Foto © Diana Mühlberger/getbackstage

Weiter hat das Projekt sicher viele dazu gebracht, sich mit dem Ungleichgewicht in der Branche auseinanderzusetzen und bewusster zu werden. Besonders haben wir uns über die Nachricht eines DJs gefreut, der nach unserem Festival seine Songauswahl hinterfragt hat und nun nur noch eine ausgeglichene Mischung anbieten möchte.

Auch beruflich hatte das Festival Auswirkungen: Durch das Netzwerk, das durch die vier Tage entstanden ist, konnten bereits Jobs an Freischaffende vermittelt werden, die sonst vielleicht nicht angefragt worden wären.

Das ROXY ist selbst noch nicht bei einem ausgeglichenen Programm angekommen – leider wird das auch noch eine Weile dauern, bis alle pandemiebedingten Termine sowie das bereits gebuchte Programm abgespielt sind.

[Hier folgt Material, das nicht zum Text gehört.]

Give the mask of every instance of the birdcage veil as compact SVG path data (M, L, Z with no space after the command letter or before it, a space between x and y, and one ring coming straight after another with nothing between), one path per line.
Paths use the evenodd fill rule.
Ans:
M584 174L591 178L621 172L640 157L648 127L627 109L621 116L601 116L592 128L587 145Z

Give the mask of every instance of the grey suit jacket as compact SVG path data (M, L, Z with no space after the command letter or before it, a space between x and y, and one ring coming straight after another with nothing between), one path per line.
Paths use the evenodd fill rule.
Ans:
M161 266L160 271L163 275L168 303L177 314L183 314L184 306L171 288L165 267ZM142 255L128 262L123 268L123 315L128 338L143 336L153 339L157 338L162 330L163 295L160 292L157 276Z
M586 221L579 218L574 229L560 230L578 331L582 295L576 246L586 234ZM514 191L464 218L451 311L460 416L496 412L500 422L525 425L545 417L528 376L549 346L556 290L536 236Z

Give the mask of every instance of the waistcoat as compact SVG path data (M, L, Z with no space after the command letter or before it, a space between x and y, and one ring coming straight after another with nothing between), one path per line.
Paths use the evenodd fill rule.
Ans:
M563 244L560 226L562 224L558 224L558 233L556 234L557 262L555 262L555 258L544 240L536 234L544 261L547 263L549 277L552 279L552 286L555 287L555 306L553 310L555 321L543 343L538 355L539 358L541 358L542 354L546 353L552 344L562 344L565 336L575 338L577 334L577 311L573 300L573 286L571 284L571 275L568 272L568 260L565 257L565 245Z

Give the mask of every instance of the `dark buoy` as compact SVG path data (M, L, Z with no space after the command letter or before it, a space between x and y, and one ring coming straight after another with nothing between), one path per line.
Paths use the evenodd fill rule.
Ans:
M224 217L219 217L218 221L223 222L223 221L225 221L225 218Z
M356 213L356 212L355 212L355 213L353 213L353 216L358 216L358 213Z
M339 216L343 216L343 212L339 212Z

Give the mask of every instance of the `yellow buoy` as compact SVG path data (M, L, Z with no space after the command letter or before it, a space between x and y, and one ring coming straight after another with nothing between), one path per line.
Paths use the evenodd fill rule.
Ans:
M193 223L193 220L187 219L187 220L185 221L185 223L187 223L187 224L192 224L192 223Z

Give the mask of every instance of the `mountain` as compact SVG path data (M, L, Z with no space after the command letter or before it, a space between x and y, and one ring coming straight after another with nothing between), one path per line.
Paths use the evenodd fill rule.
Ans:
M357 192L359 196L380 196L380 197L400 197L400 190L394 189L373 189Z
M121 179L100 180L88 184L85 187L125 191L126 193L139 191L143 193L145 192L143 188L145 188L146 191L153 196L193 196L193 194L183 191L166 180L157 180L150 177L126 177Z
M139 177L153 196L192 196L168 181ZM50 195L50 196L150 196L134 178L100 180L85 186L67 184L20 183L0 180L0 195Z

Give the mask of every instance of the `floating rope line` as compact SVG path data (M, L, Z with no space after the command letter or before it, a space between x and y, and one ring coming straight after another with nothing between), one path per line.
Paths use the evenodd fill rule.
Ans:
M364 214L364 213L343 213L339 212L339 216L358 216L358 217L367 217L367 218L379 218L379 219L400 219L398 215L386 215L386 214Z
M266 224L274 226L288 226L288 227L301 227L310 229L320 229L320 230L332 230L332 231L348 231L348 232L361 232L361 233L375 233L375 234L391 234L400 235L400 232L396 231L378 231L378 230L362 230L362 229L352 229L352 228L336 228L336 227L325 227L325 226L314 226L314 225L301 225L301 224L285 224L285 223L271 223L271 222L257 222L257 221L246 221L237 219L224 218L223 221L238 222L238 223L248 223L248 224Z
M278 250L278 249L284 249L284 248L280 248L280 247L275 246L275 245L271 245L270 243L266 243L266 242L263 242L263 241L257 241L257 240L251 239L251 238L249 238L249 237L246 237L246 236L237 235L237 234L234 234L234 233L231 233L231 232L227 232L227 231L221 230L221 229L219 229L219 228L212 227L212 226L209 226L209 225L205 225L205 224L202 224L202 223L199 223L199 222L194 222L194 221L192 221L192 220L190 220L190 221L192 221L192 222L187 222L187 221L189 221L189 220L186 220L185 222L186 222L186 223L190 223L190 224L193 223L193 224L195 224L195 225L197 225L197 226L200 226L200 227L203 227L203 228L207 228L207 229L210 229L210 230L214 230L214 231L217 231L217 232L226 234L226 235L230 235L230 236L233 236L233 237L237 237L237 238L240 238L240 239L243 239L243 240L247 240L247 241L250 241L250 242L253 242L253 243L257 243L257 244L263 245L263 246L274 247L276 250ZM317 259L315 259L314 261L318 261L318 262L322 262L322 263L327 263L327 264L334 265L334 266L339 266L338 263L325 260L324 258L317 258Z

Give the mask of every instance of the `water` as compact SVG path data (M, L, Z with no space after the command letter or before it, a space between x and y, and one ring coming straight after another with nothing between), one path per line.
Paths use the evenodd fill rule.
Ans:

Trotzdem hat das Festival intern bereits viel angeregt und in Zukunft wird man auch die Auswirkungen am allgemeinen Programm sehen. Denn „Frauen in der Musik“ ist kein Genre und sollte perspektivisch auch keinen Projektcharakter tragen (müssen). Bis dahin machen wir weiter und planen ein FEMTASTIQUE Nummer 2.